Enfant des années 50, la rue fera son éducation. Drouot, les Halles, la débrouille, Marthe la fleuriste qui le prend sous son aile, le muguet de mai qu’on vend à la sauvette aux prostituées du quartier Montparnasse… Autant de souvenirs qui se bousculent. Si la mémoire les restitue intacts, la plume ne leur fait aucun cadeau. Jack Forget évite le pathos. Il les égrène comme s’il était extérieur à cette jeunesse volée : la sienne. Sans foi ni loi, le héros avance.
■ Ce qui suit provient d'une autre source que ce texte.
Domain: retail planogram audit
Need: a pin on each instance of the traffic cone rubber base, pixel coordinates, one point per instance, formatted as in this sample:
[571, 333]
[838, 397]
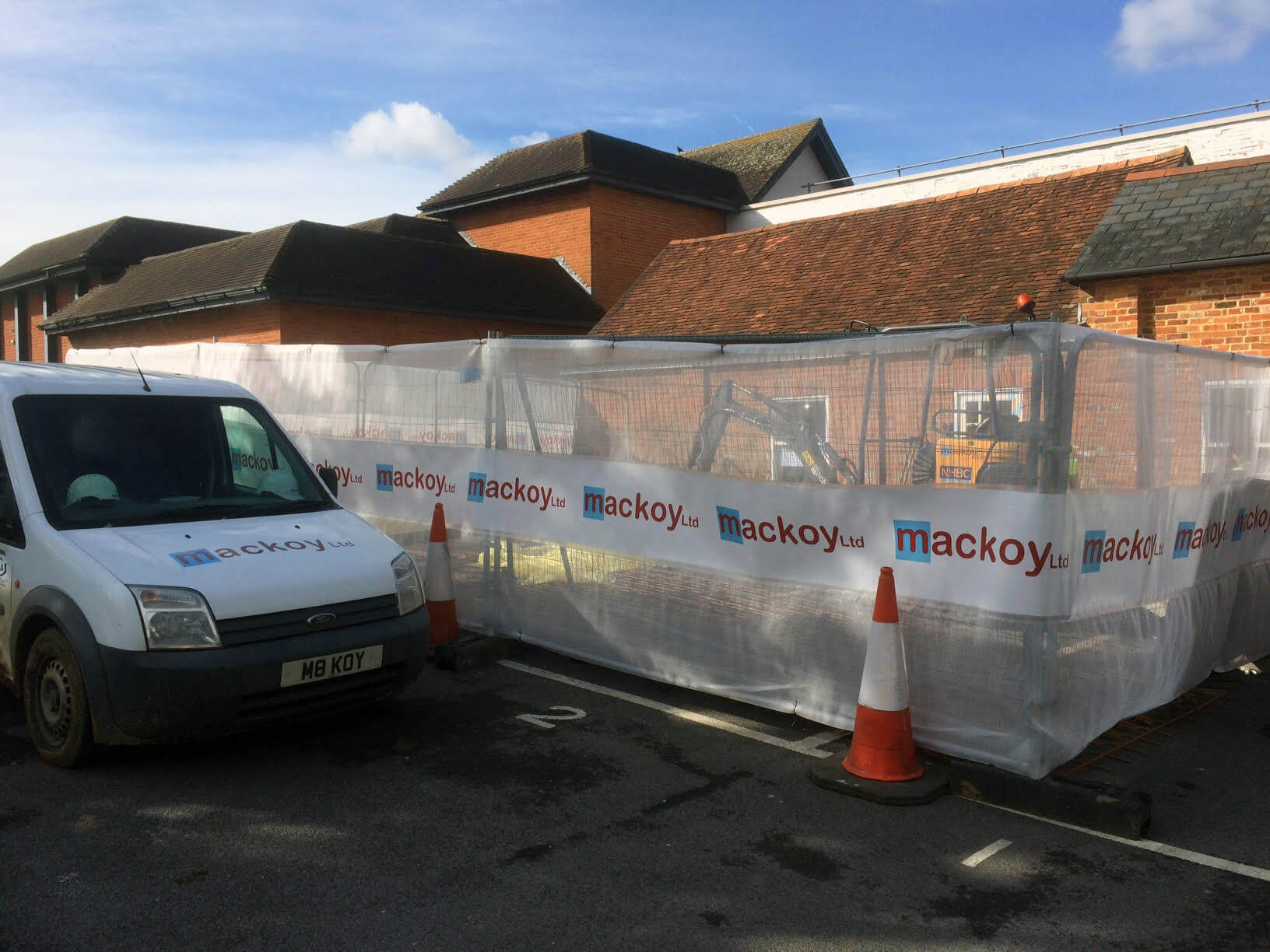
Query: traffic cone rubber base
[831, 775]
Volontaire et surdoué, il construit seul sa vie. Il y aménage des tiroirs dans lesquels il consignera plus tard les événements qui la composent. Celui d’avant le suicide traumatique du père demeurera presque vide. Malgré tous ses efforts, Paul peinera toujours à le remplir. « Il a été greffé sur un autre enfant, tronc mort en 1954, victime d’une enfance assassinée ».
Grâce à une neutralité distanciée de ton, l’auteur ne tombe jamais dans l’écueil de l’apitoiement sur soi-même. Il parvient à faire de ce récit autobiographique, un roman fort, parfaitement maîtrisé.